On ne peut pas en dire autant de City Girl, une des raisons pour lesquelles il a été moins aimé; l'autre étant que Murnau n'a pas terminé le film lui-même et que le studio a imposé ses vues pour le montage final (mais il semble que les monteurs aient été aussi fidèles qu'ils l'ont pu aux volontés de Murnau même s'ils n'ont pas accédé à ses dernières demandes). Ce film - tous les intervenants y insistent - porte pourtant bel et bien la marque de Murnau et ne doit pas être méjugé. Mais comme le disent aussi bien Bailey que Douchet, ce qui frappe, c'est à quel point City Girl, son troisième film réalisé aux Etats-Unis, est en fait son premier film vraiment américain. Plus réaliste, moins expressionniste, plus tourné vers une esthétique américaine qu'allemande ou européenne - certains plans font penser à des oeuvres de peintres du cru, de Thomas Hart Benton à Edward Hopper - City Girl se tient à mi-chemin entre la tentation documentaire (qu'avait Murnau pour ce film, qui voulait montrer scrupuleusement le travail de la terre, la récolte du blé, les spéculations...) et le poème lyrique aux harmoniques mythiques.
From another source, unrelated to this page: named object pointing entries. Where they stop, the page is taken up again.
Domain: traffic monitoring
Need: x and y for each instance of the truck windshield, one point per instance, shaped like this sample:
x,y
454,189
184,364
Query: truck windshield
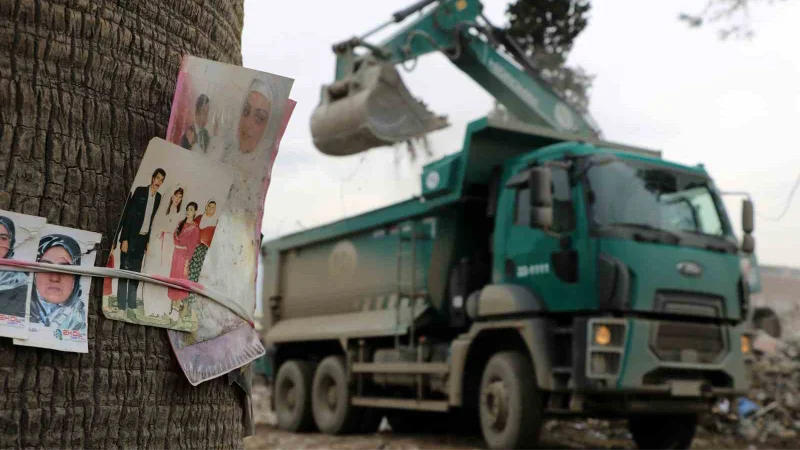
x,y
633,194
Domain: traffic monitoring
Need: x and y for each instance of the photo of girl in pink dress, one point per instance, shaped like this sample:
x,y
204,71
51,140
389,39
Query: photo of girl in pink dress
x,y
186,239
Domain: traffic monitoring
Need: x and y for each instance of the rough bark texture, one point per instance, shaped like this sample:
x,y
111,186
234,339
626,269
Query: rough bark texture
x,y
84,85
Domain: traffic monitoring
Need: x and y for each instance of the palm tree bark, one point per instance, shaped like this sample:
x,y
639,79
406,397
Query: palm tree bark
x,y
84,85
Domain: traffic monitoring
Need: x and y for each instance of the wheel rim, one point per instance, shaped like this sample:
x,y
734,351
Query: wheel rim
x,y
494,400
328,397
288,395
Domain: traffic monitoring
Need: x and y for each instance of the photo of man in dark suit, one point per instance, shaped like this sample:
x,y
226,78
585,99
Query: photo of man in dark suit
x,y
137,220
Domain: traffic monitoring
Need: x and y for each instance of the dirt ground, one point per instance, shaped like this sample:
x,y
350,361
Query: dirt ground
x,y
557,435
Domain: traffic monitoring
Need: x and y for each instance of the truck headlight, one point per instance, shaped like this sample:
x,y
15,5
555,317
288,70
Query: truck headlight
x,y
747,345
602,335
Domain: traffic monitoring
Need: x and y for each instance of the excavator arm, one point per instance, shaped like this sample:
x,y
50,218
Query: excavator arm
x,y
369,106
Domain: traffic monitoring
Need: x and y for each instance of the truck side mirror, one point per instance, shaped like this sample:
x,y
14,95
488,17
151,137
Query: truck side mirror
x,y
748,244
747,216
541,197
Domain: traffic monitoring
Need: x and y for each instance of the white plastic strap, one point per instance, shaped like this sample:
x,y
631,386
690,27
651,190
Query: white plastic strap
x,y
106,272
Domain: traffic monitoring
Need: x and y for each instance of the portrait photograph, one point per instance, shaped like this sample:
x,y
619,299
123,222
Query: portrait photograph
x,y
167,226
18,240
59,302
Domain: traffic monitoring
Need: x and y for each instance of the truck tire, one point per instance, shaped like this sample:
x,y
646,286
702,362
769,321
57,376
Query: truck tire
x,y
663,432
510,405
330,398
293,396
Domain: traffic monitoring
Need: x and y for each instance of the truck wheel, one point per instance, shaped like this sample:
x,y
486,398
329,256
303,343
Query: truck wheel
x,y
510,406
330,398
766,319
293,396
662,432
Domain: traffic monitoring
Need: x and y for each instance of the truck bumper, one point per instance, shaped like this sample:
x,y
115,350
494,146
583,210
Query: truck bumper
x,y
659,364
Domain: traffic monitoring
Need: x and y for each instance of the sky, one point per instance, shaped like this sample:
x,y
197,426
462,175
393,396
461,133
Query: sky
x,y
732,105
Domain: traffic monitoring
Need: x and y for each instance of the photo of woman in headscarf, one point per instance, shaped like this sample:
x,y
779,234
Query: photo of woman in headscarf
x,y
13,285
244,146
186,239
56,297
160,252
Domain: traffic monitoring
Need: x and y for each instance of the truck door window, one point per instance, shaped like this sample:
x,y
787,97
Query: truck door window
x,y
563,211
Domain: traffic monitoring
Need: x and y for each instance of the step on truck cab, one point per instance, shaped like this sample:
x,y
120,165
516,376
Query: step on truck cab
x,y
538,274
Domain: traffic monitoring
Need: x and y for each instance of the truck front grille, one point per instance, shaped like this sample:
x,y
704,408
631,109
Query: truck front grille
x,y
688,342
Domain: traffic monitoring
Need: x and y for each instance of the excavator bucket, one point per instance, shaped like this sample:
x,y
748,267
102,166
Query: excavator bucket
x,y
369,108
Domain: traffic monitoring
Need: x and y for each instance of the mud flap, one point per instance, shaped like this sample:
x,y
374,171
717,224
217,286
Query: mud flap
x,y
369,108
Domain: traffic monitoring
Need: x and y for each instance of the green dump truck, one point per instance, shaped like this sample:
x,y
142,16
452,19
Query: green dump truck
x,y
541,272
532,277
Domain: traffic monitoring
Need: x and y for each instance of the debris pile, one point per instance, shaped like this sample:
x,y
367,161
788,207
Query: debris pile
x,y
771,410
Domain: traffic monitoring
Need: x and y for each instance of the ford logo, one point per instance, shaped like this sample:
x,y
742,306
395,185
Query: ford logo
x,y
690,269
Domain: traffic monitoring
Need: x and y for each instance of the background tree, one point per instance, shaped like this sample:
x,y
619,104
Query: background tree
x,y
732,17
84,85
546,31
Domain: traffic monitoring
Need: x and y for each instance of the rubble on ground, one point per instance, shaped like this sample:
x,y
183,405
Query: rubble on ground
x,y
771,410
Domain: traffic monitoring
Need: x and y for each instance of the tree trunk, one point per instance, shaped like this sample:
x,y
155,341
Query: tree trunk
x,y
84,85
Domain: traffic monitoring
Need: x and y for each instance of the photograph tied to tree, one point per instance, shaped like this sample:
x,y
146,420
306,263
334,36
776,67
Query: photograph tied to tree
x,y
18,241
166,228
59,302
235,116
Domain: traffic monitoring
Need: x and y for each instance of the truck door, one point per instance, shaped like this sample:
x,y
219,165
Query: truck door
x,y
545,261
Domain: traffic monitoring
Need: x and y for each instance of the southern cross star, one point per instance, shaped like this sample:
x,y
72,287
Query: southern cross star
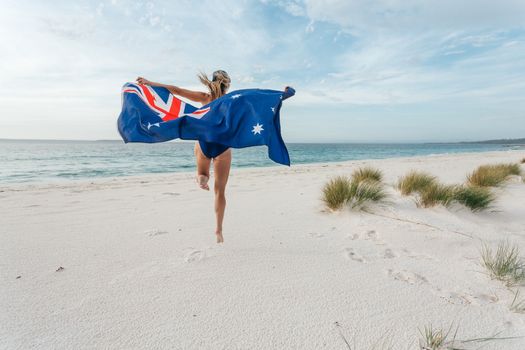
x,y
155,124
257,129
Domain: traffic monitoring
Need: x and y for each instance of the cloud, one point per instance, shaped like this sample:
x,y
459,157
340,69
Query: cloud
x,y
71,58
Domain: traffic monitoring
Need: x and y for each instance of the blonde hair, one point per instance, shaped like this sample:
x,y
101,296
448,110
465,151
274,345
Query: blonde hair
x,y
218,85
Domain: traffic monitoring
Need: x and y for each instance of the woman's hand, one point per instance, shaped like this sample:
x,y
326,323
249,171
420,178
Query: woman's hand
x,y
288,92
143,81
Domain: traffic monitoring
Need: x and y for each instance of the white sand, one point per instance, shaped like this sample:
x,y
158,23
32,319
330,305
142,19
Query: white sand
x,y
142,269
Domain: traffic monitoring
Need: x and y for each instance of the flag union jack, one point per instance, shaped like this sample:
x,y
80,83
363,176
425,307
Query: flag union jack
x,y
167,107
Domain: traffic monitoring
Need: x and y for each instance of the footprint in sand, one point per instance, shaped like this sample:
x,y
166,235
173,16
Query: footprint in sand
x,y
407,276
351,254
172,193
315,235
466,298
417,256
389,254
194,255
372,236
155,232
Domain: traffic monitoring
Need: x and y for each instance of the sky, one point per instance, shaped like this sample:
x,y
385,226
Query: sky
x,y
364,71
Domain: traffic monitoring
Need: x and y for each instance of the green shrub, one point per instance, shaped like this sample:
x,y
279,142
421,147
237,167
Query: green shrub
x,y
492,175
336,192
505,265
474,197
367,173
415,181
435,194
366,191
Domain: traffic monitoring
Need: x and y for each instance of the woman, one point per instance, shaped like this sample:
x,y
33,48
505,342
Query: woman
x,y
217,87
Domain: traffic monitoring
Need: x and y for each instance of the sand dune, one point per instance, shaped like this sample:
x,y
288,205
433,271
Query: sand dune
x,y
141,269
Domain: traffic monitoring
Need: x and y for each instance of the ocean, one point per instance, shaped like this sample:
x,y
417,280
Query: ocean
x,y
48,161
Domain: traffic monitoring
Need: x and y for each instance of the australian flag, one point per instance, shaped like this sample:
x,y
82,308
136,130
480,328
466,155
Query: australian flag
x,y
242,118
Partant de la même opposition biblique entre la ville corrompue et desséchante et la terre nourricière et régénérante, Murnau emmène le film dans d'autres directions que L'Aurore, les conflits qui se jouent entre l'homme et la femme se redoublant de ceux qui opposent le père et le fils. Porté par des acteurs dirigés à la perfection - Charles Farrell (figure du grand dadais optimiste, qui illuminait aussi les films de Frank Borzage à l'époque) et Mary Duncan en tête - City Girl stupéfie presque autant que L'Aurore par ses moments de pur génie cinématographique, même s'ils sont ici moins agressivement expressionnistes. Le plan-séquence de l'arrivée du couple à la ferme, avec son mouvement de caméra assez insensé pour l'époque, est exaltant au possible, comme le sont toutes les inventions de Murnau, dans ce film comme dans les autres.
Rappelons que City Girl fut l'occasion de la rupture du contrat mirifique qui unissait Murnau à la Fox. Celui-ci rejoignit alors Robert Flaherty pour réaliser cet autre chef-d'oeuvre, bien différent, qu'est
Tabou. Et il disparut peu après dans un accident de voiture, sans avoir vu aucun de ses deux derniers films terminés. Le cinéma muet mourait à peu près dans le même temps de sa belle mort.
Rappelons que la plupart de ses films allemands se trouvent dans un coffret MK2 (avec Tabou).
Faut-il ajouter que tout cela relève de l'indispensable pur et simple?